『一日一笑』

  • 春の知らせレンギョウ

    春の知らせレンギョウ

     「レンギョウが咲いたんですよ」。知人の高齢の女性が、スマホに収めた画像をうれしそうに見せてくれた。女性は、この黄色い花が大好きで、自宅で栽培。今の時期は部屋の中に鉢を移して、一日中観賞しているという。

     恥ずかしながら、私は花の名前をあまりよく知らず、このレンギョウも初めて聞く花だったので、インターネットで調べてみた。すると、一般的には3月〜4月ごろに咲く花らしく、2月に咲くのはちょっと早め。きっとここ数日の暖かさに誘われたのだろう。

     また、レンギョウは、高村光太郎の智恵子抄の中にも登場する。高村光太郎が亡くなった際には、彼が愛用したビール用のコップに、レンギョウの花が生けられ、棺の上に飾られたという。彼の命日は「連翹(れんぎょう)忌」と呼ばれているそうだ。

     この時期の代表的な花といえば、梅だが、熊本でも2月2日に開花が発表された。3月になると、桜の便りも届き始める。春はもうそこまで来ている。

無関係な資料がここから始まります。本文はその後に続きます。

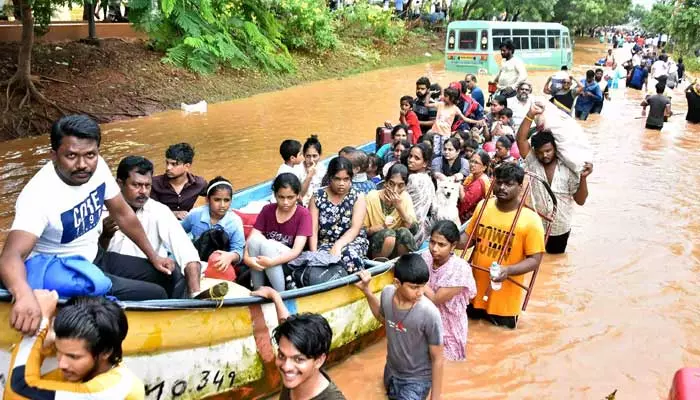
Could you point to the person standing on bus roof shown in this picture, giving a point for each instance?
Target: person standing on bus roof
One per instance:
(512, 72)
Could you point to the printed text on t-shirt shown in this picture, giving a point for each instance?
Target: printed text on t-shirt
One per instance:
(84, 216)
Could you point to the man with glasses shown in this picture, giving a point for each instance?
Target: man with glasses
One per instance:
(521, 103)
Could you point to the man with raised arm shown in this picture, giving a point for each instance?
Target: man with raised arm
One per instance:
(569, 187)
(58, 211)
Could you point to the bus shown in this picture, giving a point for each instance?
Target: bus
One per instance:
(473, 46)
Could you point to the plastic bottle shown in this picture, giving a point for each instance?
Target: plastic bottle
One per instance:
(495, 271)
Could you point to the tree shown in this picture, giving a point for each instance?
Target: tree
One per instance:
(659, 18)
(684, 25)
(22, 81)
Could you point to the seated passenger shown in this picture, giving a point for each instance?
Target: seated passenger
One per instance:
(279, 234)
(421, 189)
(450, 164)
(502, 154)
(374, 170)
(57, 214)
(162, 228)
(314, 170)
(89, 332)
(400, 150)
(217, 215)
(360, 163)
(398, 133)
(390, 220)
(475, 186)
(303, 344)
(337, 213)
(178, 188)
(292, 157)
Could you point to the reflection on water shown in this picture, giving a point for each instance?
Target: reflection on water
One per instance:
(619, 311)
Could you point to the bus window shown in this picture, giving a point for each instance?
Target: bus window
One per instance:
(467, 40)
(538, 42)
(554, 42)
(451, 40)
(521, 43)
(498, 40)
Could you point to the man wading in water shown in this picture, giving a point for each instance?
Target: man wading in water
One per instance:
(567, 186)
(524, 252)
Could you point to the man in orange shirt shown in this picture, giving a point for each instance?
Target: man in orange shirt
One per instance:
(523, 255)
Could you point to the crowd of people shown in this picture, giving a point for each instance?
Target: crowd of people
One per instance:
(145, 237)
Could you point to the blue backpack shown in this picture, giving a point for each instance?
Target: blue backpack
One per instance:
(69, 276)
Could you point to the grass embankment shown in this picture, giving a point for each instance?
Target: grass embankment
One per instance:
(123, 79)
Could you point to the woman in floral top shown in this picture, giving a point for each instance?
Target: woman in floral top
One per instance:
(337, 213)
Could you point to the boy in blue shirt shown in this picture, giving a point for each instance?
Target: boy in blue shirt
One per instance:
(414, 363)
(589, 96)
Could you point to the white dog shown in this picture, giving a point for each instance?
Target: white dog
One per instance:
(446, 198)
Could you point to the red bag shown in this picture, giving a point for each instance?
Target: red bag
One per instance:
(229, 274)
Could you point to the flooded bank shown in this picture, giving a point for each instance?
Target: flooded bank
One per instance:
(619, 311)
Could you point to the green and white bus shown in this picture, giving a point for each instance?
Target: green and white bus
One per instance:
(473, 46)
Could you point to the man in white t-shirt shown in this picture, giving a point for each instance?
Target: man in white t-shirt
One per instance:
(521, 103)
(512, 72)
(58, 210)
(164, 232)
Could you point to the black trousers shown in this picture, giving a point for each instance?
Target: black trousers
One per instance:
(135, 278)
(557, 244)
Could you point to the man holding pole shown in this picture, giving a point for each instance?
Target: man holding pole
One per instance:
(521, 253)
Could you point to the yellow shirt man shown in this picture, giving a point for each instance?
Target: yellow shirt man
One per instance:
(490, 237)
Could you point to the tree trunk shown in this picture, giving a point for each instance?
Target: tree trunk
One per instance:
(24, 61)
(90, 6)
(22, 79)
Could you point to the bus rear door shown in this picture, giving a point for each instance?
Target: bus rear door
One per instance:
(467, 50)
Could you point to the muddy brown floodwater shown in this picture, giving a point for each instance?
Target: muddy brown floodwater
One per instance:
(620, 310)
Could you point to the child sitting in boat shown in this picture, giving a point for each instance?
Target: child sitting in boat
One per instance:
(390, 219)
(450, 287)
(408, 118)
(337, 214)
(279, 234)
(303, 345)
(400, 152)
(215, 218)
(414, 331)
(447, 111)
(360, 163)
(398, 133)
(292, 157)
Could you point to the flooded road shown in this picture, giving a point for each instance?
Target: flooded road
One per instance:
(620, 310)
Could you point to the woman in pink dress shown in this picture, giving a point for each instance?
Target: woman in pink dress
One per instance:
(450, 287)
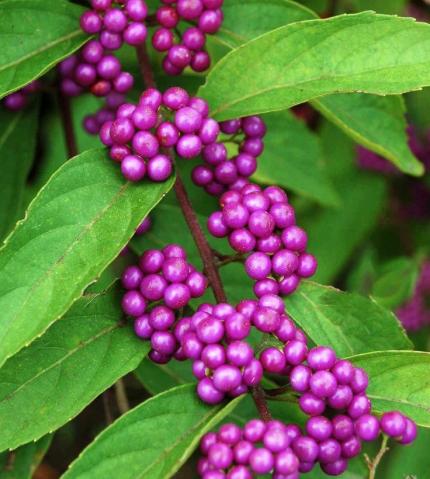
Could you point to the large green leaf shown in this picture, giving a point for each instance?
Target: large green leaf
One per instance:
(16, 157)
(73, 229)
(22, 462)
(239, 23)
(151, 441)
(348, 322)
(309, 59)
(399, 380)
(293, 159)
(377, 123)
(45, 385)
(36, 34)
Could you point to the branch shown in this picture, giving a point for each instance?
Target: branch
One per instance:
(200, 240)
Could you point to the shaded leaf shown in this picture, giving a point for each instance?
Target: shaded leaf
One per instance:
(75, 360)
(22, 462)
(163, 432)
(309, 59)
(378, 123)
(293, 159)
(16, 158)
(399, 380)
(348, 322)
(73, 229)
(37, 35)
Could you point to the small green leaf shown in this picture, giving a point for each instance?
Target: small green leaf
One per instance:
(160, 377)
(396, 282)
(37, 34)
(151, 441)
(239, 25)
(293, 158)
(399, 380)
(51, 381)
(16, 157)
(22, 462)
(348, 322)
(309, 59)
(378, 123)
(73, 229)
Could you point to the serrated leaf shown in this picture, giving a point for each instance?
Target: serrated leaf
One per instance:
(399, 380)
(293, 158)
(16, 158)
(45, 385)
(37, 34)
(348, 322)
(377, 123)
(73, 229)
(151, 441)
(309, 59)
(239, 23)
(22, 462)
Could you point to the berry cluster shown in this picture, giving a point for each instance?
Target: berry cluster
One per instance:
(19, 99)
(262, 222)
(95, 70)
(223, 362)
(187, 48)
(415, 314)
(163, 283)
(283, 450)
(159, 121)
(219, 173)
(116, 22)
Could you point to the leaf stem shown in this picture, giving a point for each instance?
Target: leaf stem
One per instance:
(375, 463)
(205, 251)
(69, 132)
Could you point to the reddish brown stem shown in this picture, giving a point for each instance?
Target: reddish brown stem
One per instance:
(67, 119)
(202, 244)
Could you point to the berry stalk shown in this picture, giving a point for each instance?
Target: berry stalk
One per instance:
(205, 251)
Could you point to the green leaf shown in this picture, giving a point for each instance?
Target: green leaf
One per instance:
(399, 380)
(151, 441)
(309, 59)
(16, 157)
(348, 322)
(37, 35)
(239, 23)
(73, 229)
(293, 158)
(377, 123)
(76, 360)
(345, 227)
(392, 7)
(396, 282)
(22, 462)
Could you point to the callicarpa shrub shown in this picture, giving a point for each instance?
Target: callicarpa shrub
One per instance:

     こうやって、身の回りの植物たちは、季節の移り変わりを知らせてくれる。そういう変化を敏感にキャッチしながら、私も生活していきたいと改めて思った。そういえば、ここ数日、鼻がムズムズ、くしゃみも出始めたけど、これってもしや‥(山下)

  • 元々捨てたもの?

    元々捨てたもの?

     先日、天草の湯島で行われた「海をきれいにしようプロジェクト」に子供達と参加してきました。午前中にたくさんのゴミを拾って、「たった数時間でこれだけの量が集まるゴミが海にあったなんて…」とショックを受けました。

     午後からはシーグラス探し。シーグラスとは、長い年月をかけて波や砂に揉まれて丸く、すりガラスのような質感になったものです。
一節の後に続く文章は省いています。